Von außen betrachtet eine gute Sache. Wahrscheinlich würde auch niemand bestreiten, dass in dem Moment eine Abhängigkeit da ist. Ich sehe die Abhängigkeit auch und nehme sie aber erst mal als „gefährlich“ war. Vielleicht denke ich, dass es nicht gut ist, da es eventuell ein Indiz für eine ungesunde Abhängigkeit sein könnte. Verstehe mich nicht falsch. Von außen betrachtet weiß ich meistens auch, dass das eine falsche Perspektive ist. Aber in dem Moment, wo er mich tröstet, kommen die alten Emotionen und damit einhergehenden Assoziationen hoch. Und eigentlich hatte ich mir doch damals geschworen, nie wieder in so etwas hinein geraten zu wollen.

Leben in gesunden Abhängigkeiten

Und das Ding ist, das bin ich ja auch nicht.
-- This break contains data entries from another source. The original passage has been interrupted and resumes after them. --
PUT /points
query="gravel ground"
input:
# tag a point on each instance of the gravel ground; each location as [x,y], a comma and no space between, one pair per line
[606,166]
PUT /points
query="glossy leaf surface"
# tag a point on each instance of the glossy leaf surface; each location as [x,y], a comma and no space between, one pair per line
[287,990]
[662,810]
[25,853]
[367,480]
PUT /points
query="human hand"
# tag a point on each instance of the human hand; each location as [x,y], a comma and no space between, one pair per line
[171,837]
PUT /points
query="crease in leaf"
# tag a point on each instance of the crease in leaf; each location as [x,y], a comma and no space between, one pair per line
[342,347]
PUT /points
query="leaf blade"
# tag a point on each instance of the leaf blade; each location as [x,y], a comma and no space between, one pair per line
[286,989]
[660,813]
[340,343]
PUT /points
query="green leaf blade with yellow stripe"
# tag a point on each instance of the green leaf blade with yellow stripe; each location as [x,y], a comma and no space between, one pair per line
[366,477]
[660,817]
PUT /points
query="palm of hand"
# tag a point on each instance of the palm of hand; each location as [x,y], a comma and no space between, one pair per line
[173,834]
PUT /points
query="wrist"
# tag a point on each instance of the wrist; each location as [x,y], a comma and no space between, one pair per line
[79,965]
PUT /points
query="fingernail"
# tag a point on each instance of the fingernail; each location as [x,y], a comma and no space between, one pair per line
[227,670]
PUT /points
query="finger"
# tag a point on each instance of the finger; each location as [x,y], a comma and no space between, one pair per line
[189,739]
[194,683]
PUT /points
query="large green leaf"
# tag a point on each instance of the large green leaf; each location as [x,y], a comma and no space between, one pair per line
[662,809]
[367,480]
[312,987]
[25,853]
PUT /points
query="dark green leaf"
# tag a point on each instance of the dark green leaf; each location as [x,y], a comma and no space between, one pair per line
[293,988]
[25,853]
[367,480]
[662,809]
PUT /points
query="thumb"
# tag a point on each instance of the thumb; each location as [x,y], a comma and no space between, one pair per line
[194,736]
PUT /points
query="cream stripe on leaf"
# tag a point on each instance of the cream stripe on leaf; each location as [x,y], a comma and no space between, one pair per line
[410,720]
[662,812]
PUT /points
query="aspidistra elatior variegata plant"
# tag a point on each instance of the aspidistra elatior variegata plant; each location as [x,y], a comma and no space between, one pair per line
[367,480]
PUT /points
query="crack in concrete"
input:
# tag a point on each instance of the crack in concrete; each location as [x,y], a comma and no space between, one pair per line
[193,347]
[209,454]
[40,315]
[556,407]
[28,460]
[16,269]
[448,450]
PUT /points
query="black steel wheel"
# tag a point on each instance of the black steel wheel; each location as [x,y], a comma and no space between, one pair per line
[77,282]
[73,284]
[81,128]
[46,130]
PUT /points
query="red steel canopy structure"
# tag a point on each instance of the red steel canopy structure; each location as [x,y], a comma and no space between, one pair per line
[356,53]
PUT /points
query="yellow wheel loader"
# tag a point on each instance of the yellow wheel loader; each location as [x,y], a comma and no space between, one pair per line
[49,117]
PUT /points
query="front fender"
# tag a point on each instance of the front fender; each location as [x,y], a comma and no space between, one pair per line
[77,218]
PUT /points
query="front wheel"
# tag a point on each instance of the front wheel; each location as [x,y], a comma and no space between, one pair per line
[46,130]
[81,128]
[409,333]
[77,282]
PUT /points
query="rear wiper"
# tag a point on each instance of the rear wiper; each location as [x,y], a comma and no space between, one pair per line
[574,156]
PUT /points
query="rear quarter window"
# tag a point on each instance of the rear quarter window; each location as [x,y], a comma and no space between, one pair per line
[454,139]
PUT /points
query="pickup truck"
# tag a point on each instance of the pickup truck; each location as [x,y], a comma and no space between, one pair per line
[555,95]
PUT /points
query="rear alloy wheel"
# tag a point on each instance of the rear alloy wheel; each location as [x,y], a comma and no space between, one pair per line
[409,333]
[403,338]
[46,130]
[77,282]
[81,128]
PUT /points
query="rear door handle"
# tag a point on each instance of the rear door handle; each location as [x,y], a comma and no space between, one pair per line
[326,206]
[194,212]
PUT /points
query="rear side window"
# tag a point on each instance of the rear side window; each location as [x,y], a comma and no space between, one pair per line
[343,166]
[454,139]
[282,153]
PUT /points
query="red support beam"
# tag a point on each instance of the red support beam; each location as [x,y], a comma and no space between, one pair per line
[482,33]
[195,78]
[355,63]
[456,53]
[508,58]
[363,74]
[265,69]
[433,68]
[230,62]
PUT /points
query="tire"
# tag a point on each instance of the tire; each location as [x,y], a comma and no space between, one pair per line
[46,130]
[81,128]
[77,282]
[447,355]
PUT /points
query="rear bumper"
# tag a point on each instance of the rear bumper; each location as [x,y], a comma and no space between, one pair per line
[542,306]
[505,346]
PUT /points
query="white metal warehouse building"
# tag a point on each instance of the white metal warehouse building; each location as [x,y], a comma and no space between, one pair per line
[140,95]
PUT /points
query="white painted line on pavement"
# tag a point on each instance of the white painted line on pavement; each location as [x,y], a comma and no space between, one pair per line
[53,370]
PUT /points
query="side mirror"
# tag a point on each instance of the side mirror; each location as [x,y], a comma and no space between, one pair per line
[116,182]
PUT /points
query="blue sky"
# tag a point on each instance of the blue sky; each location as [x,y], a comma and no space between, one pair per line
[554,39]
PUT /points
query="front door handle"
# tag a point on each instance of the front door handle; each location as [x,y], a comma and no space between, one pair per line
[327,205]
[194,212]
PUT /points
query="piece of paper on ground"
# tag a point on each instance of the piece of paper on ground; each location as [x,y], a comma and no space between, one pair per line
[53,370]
Ich lebe in keiner ungesunden Abhängigkeit.
In den nächsten Monaten möchte ich mehr lernen, gesunde und ungesunde Abhängigkeiten noch weiter unterscheiden zu können und die gesunden Abhängigkeiten für mich anzunehmen. Und wen wundert es, seitdem ich angefangen habe mit Menschen darüber zu reden, fällt mir das auch immer leichter, denn sie verstehen mich mehr und können mir helfen damit einen gesunden Umgang zu finden.

Von Jesus möchte ich immer noch abhängig sein, doch auch da fällt es mir immer wieder schwer, ihm einen Vorschuss an Vertrauen, dass er das Beste für mich möchte, entgegenzubringen. Aber ein „Hoch“ auf ihn, dass er treu ist und bleibt und dass er meinem Mann diese Ruhe und Geduld für all die Situationen und langen Gespräche gibt.